Just prior to my starting at this company, the founder decided to take a step back from running it due to failing health. He sold it off to the head designer and master electrician, both of whom had long tenures there. The following narrative takes place across my entire time there.

The new owners were great at first but soon started cutting corners and trying to save money in the strangest ways while doing other financially irresponsible things. One example was that they decided to save wire nuts that came with one brand of fixtures we used because they were twenty-five cents each, but then they printed out twenty copies of a twenty-page single-sided employee handbook that could have easily been sent in an email. They also told us not to take the paid highway they’d registered the trucks on, even if it got us back significantly faster. Also of note, the head designer used it the most out of anybody by at least threefold. We spent one afternoon before our winter shutdown throwing out unused, multi-hundred dollar fixtures still in the packaging, but if we wanted to use any of them at home, we were expected to pay, even though it was literally going to waste.

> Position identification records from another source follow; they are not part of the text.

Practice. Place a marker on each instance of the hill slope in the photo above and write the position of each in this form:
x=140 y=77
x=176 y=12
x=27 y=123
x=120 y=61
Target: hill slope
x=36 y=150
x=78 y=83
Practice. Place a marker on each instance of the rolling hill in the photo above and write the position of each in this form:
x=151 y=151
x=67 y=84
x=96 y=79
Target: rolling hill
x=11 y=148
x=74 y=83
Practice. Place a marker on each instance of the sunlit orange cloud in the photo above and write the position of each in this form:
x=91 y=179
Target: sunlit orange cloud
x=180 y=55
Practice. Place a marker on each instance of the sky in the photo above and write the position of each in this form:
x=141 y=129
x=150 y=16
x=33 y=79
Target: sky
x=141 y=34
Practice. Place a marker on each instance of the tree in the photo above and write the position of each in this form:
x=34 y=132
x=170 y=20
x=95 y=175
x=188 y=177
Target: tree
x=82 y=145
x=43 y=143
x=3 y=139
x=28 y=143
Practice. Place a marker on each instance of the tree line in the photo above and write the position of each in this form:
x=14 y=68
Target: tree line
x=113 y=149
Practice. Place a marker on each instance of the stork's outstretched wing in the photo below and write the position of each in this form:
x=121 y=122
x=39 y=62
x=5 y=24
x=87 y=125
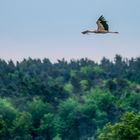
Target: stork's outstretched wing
x=102 y=24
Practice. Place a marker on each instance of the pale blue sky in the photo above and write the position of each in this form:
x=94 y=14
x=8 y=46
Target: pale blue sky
x=52 y=29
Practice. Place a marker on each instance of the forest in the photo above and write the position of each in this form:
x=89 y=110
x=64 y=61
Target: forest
x=70 y=100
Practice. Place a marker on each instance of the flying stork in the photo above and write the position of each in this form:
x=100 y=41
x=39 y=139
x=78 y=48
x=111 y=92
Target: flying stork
x=102 y=27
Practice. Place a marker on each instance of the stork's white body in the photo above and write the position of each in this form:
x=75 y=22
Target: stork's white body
x=102 y=25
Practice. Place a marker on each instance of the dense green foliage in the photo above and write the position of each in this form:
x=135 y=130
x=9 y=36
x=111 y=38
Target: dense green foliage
x=76 y=100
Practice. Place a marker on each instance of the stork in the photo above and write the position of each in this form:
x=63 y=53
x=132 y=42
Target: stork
x=102 y=27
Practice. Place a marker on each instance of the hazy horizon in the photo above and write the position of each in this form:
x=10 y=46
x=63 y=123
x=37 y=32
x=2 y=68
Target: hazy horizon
x=52 y=29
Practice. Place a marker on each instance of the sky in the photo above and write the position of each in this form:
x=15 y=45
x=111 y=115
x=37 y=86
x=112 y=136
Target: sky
x=52 y=29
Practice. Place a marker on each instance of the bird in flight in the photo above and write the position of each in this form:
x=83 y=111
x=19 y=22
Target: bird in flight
x=102 y=27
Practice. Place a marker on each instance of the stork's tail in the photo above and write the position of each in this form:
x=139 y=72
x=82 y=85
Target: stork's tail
x=85 y=32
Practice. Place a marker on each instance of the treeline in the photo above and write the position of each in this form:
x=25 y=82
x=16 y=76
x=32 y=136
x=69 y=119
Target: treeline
x=76 y=100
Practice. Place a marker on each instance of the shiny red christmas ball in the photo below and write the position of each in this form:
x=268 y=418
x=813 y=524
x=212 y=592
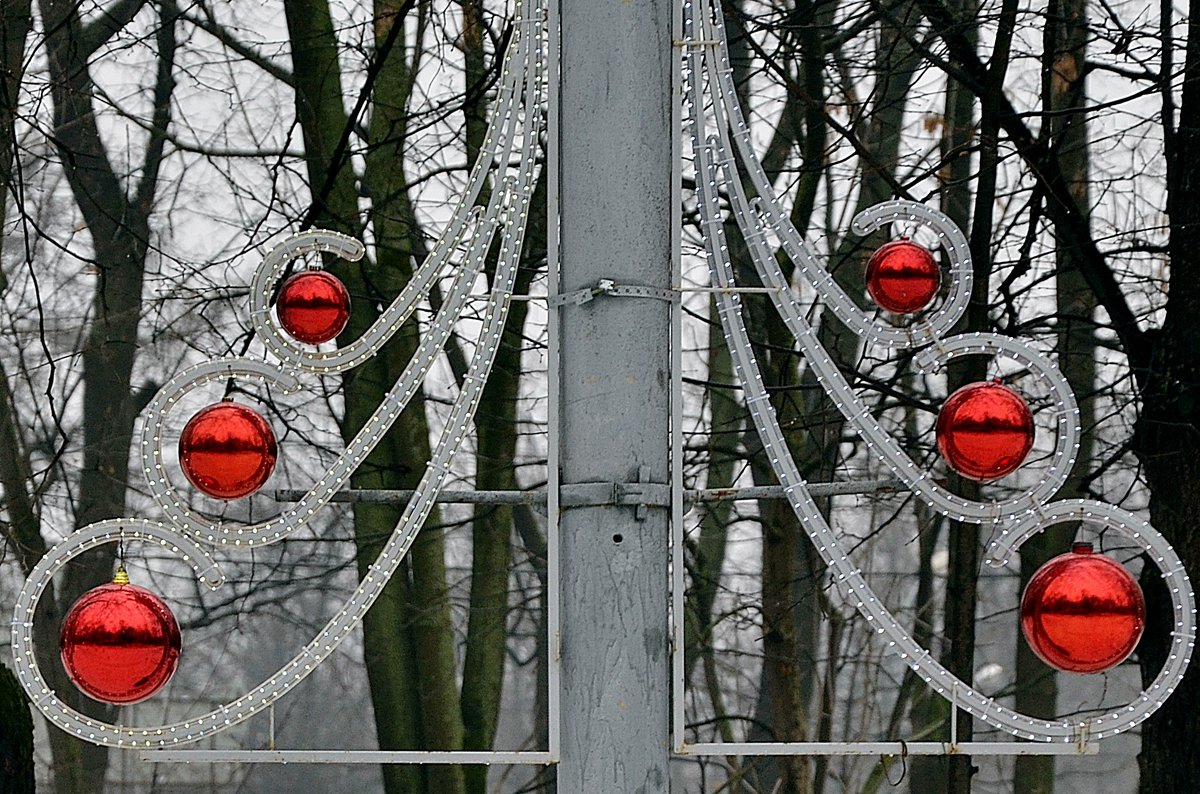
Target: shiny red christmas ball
x=984 y=431
x=313 y=306
x=119 y=643
x=227 y=450
x=903 y=276
x=1083 y=612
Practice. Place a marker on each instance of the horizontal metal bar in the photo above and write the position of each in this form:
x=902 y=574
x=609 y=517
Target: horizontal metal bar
x=729 y=290
x=888 y=749
x=393 y=497
x=345 y=757
x=538 y=497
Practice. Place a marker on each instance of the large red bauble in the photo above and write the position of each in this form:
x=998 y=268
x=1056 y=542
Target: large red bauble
x=313 y=306
x=1083 y=612
x=984 y=431
x=903 y=277
x=119 y=643
x=227 y=450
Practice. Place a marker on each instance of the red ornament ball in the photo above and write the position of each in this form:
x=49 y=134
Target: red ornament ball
x=984 y=431
x=227 y=450
x=119 y=643
x=313 y=306
x=903 y=277
x=1083 y=612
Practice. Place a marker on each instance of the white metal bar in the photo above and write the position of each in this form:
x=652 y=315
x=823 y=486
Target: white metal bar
x=539 y=497
x=889 y=749
x=343 y=757
x=677 y=492
x=553 y=589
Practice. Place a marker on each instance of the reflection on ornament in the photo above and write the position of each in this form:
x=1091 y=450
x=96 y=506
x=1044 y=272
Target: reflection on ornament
x=1083 y=612
x=903 y=277
x=227 y=450
x=984 y=431
x=313 y=306
x=119 y=643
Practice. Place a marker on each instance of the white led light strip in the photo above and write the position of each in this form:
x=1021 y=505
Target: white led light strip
x=709 y=25
x=509 y=205
x=715 y=172
x=175 y=506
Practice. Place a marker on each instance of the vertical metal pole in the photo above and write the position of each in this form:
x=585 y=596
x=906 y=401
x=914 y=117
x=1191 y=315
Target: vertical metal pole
x=616 y=150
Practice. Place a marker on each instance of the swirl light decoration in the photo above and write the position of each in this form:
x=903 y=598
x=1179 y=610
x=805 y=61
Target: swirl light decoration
x=727 y=169
x=508 y=164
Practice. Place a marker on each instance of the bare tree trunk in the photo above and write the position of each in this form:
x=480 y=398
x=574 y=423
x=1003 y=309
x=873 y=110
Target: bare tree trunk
x=408 y=633
x=118 y=221
x=1063 y=86
x=1168 y=438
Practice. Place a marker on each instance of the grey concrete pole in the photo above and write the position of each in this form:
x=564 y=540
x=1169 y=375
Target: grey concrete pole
x=616 y=172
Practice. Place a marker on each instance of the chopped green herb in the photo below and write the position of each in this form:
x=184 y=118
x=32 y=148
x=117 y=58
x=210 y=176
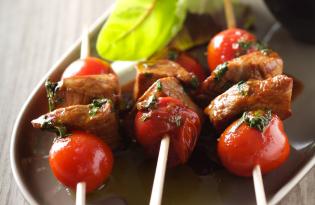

We chalked a lot of this stuff up to being new to their duties as owners and figured they’d find their footing. Then, our year-end reviews came.

My foreman brought it up first.

Foreman: “Did you get any weird, nitpicky feedback on your review?”

Me: “I did. The only complaint they could make about me was that I don’t say, ‘Good morning,”’ to them every day and I’m not friendly with them in the mornings.”

Foreman: *Laughing* “I’ve never known you to be unfriendly!”

He told a similar story about his review.

By now, we were all feeling that things were off the rails a little. I now had a more senior role, so I’d taken on more responsibilities. Thus, I’d been exposed to a new aspect of the owners: dishonesty.

We had a few clients managed by a single agency who stipulated that we use long-life halogen bulbs in all outdoor fixtures instead of the standard life halogens — this was on the cusp of LED really taking off. I was assigned a maintenance call with one of these clients, so I inquired about the long-life bulbs. The owner shrugged it off saying I didn’t need to use them.

On the way there, I got a “reminder” text from the owner.

Owner: “If they ask about the long-life bulbs, just say that they are.”

The other big scam they pulled was stopping the use of underground conduits. While this was to code as long as the wires were rated for direct burial, the conduit had multiple long-term benefits from damage protection to easier repairs.

They decided that it was too expensive and took too much time to lay the pipe and pull our lines through it, so we were to just dig trenches and lay the wires in. However, they still told the clients conduit was being used and charged for it.

We ended up mutually parting ways the following year and I went into another industry. I reconnected with one of the foremen about a year later and he informed me that most people, him included, had quit. I don’t know how the company is doing now.